Preis der Nationalgalerie

Der Preis der Nationalgalerie für junge Kunst 2013 ging an Mariana Castillo Deball. Die
fünfköpfige Jury wählte aus vier vorgeschlagenen Kandidaten die in Berlin lebende Künstlerin aus.
Geboren 1975 in Mexico City, arbeitet die in bildender Kunst und Philosophie ausgebildete Castillo
Deball genreübergreifend zum Thema Mexiko. Anlehnend an einen Essay von Octavio Paz, beruht
die Thematik aber nicht auf einem schlichten mexikanischen Nationalismus, sondern vielmehr auf
dem Bewusstwerdungsprozess einer postkolonialen Kultur. Vor diesem Hintergrund soll aber
weniger eine abgehandelte Identitätskrise befragt werden. Castillo Deball verortet die bereits
historische Krise in ihren Repräsentationsformen.
Im Hamburger Bahnhof installierte sie einen raumfüllenden, begehbaren Holzschnittstock, der eine
fiktionalisierte Geografie aus der Zeit der Konquistadoren zeigt. Darauf indianisch anmutende
Kostüme und andere Exponate. Die Künstlerin verweist auf museale, anthropologische und
kunsthistorische Kulturtechniken, die sich mit der Repräsentation einer mexikanischen Kultur
befassen. Dabei paraphrasiert der oftmals frei assoziative Umgang der Künstlerin mit
archäologischen und ethnologischen Artefakten oder historischen Quellen den fiktionalen Gehalt so
mancher Ausstellungsinszenierungen. Ihre Arbeit zeugt jedoch weniger vom Aufklärungswillen der
Institutionskritik, als vielmehr von künstlerischem Selbstbewusstsein. Castillo Deball trotzt mit
ihrer Arbeit dominanten wissenschaftlichen Standards und kratzt an gegebener Deutungshoheit.
Erstmals war die Auszeichnung in diesem Jahr nicht mit einer Preissumme verbunden.

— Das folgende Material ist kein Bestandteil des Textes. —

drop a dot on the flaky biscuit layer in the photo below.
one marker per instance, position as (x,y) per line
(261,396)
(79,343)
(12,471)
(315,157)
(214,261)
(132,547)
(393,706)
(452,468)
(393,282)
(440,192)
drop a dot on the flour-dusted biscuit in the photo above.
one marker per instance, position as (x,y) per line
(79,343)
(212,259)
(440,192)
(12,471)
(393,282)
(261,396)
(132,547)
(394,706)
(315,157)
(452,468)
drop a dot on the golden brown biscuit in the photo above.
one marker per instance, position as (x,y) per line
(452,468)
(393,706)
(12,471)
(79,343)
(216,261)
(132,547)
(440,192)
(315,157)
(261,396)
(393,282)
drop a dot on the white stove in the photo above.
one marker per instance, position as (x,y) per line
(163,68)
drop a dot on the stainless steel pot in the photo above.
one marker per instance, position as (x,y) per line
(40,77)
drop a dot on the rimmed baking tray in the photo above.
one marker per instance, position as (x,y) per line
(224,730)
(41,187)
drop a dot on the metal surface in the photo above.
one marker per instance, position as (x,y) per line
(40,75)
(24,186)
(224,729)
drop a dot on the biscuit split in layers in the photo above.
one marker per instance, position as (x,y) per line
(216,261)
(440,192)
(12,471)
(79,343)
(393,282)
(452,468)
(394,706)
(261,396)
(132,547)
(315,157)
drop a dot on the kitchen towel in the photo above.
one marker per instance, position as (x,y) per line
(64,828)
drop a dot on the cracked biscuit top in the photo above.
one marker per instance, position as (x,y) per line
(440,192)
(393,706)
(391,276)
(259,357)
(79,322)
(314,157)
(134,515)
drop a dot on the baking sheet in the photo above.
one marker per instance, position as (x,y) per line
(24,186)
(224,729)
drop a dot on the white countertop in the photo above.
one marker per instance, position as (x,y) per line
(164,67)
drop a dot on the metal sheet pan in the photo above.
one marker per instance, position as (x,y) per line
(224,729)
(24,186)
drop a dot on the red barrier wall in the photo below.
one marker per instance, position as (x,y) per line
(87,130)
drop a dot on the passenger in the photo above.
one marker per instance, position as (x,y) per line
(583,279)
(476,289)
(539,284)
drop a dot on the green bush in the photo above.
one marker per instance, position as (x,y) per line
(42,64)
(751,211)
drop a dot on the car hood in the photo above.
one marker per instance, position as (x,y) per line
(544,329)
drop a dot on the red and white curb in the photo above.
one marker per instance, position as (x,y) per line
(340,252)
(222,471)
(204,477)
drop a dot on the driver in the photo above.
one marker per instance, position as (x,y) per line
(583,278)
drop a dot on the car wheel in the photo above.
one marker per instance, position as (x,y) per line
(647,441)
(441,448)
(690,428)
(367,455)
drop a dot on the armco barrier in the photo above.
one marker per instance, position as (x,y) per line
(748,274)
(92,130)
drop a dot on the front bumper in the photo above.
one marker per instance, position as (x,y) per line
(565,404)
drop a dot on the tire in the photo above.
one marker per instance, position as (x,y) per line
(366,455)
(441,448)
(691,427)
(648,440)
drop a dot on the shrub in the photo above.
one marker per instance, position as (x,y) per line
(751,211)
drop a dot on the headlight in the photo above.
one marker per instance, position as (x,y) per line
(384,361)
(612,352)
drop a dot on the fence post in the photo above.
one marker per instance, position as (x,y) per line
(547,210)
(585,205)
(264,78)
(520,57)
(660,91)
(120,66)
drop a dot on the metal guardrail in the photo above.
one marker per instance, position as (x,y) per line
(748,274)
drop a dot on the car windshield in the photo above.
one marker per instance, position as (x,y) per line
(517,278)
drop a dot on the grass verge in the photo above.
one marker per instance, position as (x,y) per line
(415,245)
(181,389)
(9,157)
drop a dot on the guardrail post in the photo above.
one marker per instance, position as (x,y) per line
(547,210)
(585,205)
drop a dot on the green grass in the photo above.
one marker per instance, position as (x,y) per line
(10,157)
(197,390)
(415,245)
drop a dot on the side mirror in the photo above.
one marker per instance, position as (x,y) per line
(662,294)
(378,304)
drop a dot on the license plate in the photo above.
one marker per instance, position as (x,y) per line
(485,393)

Die
ursprünglich mit 100 000 Euro ausgestattete Ehrung, seither mit stetig schrumpfenden Budget, baut
zur Unterstreichung ihrer Relevanz nicht mehr auf Jackpot-Effekte, sondern vertraut ganz auf die
eigene instituierende Kraft. Der Preis besteht fortan aus einer Einzelausstellung in einem der Häuser
der Nationalgalerie. Dies sei die größere Wertschätzung, so Udo Kittelmann, Direktor der
Nationalgalerie. In der Neuausrichtung des Preises sieht er letztlich eine Optimierung, aus der
vielleicht ein neues Selbstbewusstsein der Institutionen gegenüber einem allzu flüchtig gewordenen
Kunstmarkt spricht. Der Preis für junge Filmkunst ging ebenfalls an einen Mexikaner, den in
Hamburg lebenden Dokumentarfilmer Victor Orozco Ramirez.